Summary: A new study investigates whether religiosity is associated with lower measured intelligence. The researchers find that religious people tend to depend more on intuitive responses than on analytic reasoning during decision-making tasks. They suggest that cognitive training could help religious individuals preserve their beliefs while reducing an over-reliance on intuition in situations where logic is required.
Source: BPS
Do religious people score lower on intelligence tests?
There are many highly intelligent people with strong religious convictions, but several large-scale studies have reported an inverse association between religiosity and IQ scores. In a new paper from researchers at Imperial College London, Richard Daws and Adam Hampshire investigate why religiosity and intelligence appear to be related. Their study, published in Frontiers in Psychology, explores whether the effect reflects a general difference in intelligence or a specific tendency to rely on intuition rather than deliberative reasoning.
The issue has wider social relevance. If the share of the global population holding religious beliefs continues to grow — as some projections indicate — questions arise about how such population-level trends relate to cognitive performance measures. Rather than concluding that religious belief causes lower overall intelligence, Daws and Hampshire ask whether the observed patterns are better explained by a bias toward intuitive problem solving that produces errors when intuition conflicts with logic.
Study design and methods
The researchers analyzed data from more than 63,000 participants who completed an online cognitive assessment lasting about 30 minutes. The assessment included 12 tasks designed to measure planning, reasoning, attention and working memory. Participants also reported whether they identified as religious, agnostic or atheist, and indicated the strength of their religious convictions.

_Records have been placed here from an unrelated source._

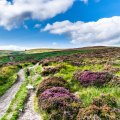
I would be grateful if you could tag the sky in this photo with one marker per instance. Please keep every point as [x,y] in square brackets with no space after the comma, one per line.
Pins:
[29,24]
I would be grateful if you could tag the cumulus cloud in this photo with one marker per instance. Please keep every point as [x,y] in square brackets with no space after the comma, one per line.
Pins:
[37,26]
[85,1]
[12,15]
[105,31]
[13,47]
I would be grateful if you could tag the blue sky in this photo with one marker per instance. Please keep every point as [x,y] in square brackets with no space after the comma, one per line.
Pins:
[20,31]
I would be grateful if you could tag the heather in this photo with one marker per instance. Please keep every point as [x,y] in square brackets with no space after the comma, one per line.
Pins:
[59,103]
[102,108]
[51,82]
[87,78]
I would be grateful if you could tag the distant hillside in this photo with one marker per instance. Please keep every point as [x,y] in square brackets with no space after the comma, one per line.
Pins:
[40,50]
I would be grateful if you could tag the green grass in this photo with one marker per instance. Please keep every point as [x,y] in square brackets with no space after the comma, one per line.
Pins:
[39,56]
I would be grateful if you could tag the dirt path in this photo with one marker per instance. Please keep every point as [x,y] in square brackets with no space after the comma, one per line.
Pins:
[6,99]
[29,113]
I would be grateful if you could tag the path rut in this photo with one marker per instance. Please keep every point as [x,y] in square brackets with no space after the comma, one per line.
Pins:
[6,99]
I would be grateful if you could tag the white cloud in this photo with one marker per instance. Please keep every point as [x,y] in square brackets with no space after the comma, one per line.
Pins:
[12,47]
[54,44]
[105,31]
[85,1]
[37,26]
[11,16]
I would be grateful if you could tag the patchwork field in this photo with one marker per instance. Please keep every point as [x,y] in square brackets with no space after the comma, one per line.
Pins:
[74,84]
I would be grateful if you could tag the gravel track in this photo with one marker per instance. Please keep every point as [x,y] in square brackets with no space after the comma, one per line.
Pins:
[6,99]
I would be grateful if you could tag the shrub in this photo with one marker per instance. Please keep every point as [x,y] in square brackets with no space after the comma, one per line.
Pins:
[59,103]
[102,108]
[105,100]
[51,82]
[115,81]
[87,78]
[51,70]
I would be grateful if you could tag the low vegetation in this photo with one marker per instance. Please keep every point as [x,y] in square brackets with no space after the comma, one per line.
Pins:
[79,85]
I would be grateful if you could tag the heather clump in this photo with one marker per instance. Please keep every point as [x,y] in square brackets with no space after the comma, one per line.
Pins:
[87,78]
[102,108]
[50,82]
[59,103]
[51,70]
[115,81]
[105,100]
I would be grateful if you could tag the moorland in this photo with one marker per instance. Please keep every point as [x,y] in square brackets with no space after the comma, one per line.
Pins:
[69,84]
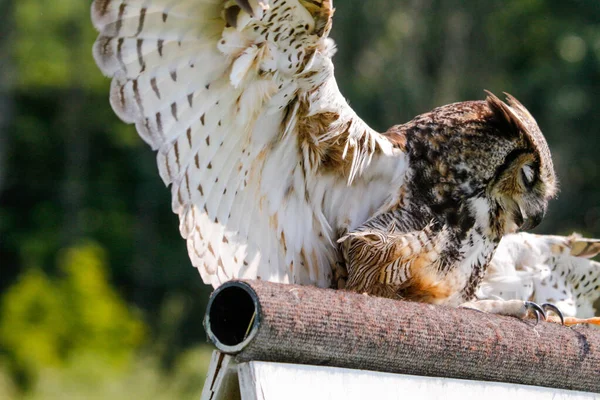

The large sample allowed the authors to control for socio-demographic factors such as age, education and country of origin. They also examined variation across different religious groups and levels of dogmatism to see whether the relationship between religiosity and task performance was uniform or context-dependent.
Key findings
Overall, atheists outperformed religious participants on reasoning tasks, with agnostics typically scoring between atheists and believers. This pattern held after adjusting for age and education. Crucially, the deficit associated with religiosity was most pronounced on tasks that intentionally created conflict between an immediate, intuitive response and the correct, analytically derived answer.
For example, a demanding version of the Stroop Task (a “colour-word remapping” task) — which is engineered to pit an intuitive response against a logical one — revealed the largest differences between groups. Religious participants, especially those reporting stronger dogmatism, were more likely to follow the intuitive response even when it led to errors. By contrast, on a difficult deductive reasoning or matrix-reasoning task where no obvious intuitive alternative existed, group differences were much smaller.
Working memory performance showed only minor differences between groups, suggesting that the religiosity effect is not primarily driven by deficits in basic memory capacity or general intellect. Instead, the pattern supports the interpretation that behavioral or cognitive biases — a greater propensity to accept intuitive answers — underlie the observed association.

Interpretation and implications
Daws and Hampshire conclude that their results “provide evidence in support of the hypothesis that the religiosity effect relates to conflict [between reasoning and intuition] as opposed to reasoning ability or intelligence more generally.” In other words, the data are consistent with the idea that religiosity is linked to a cognitive style that favors intuitive, fast responses in situations where deliberative, effortful reasoning would yield better solutions.
This has practical implications. If stronger religious conviction increases the likelihood of defaulting to intuition, that tendency could affect decision-making in everyday contexts where intuition and logic conflict. However, the study does not show that religious belief reduces overall life achievement or practical success. Nor does it claim that religion makes individuals incapable of analytic thought.
One promising implication the authors note is that cognitive training might help people who hold religious beliefs to reduce an over-reliance on intuition in contexts where analytical reasoning is important. Such training would aim to strengthen the ability to detect and resolve conflicts between immediate impressions and reasoned conclusions without requiring changes in personal belief.
Authors: Richard Daws and Adam Hampshire, Imperial College London
Published in: Frontiers in Psychology
Sample size: Combined N = 63,235 from two large internet-cohort studies
Main conclusion: The negative relationship between religiosity and reasoning performance appears to be driven by a bias toward intuitive responses when intuition and logic conflict, rather than by a broad deficit in intelligence or working memory.
Original Research DOI: 10.3389/fpsyg.2017.02191
Abstract (shortened)
The negative relationship between reasoning and religiosity is underpinned by a bias for intuitive responses specifically when intuition and logic are in conflict. Atheists outperformed religious individuals on reasoning tasks that manipulate conflict; group differences were minimal for tasks without intuitive distractors and for working-memory measures. These results support the hypothesis that behavioral biases rather than impaired general intelligence explain the religiosity effect.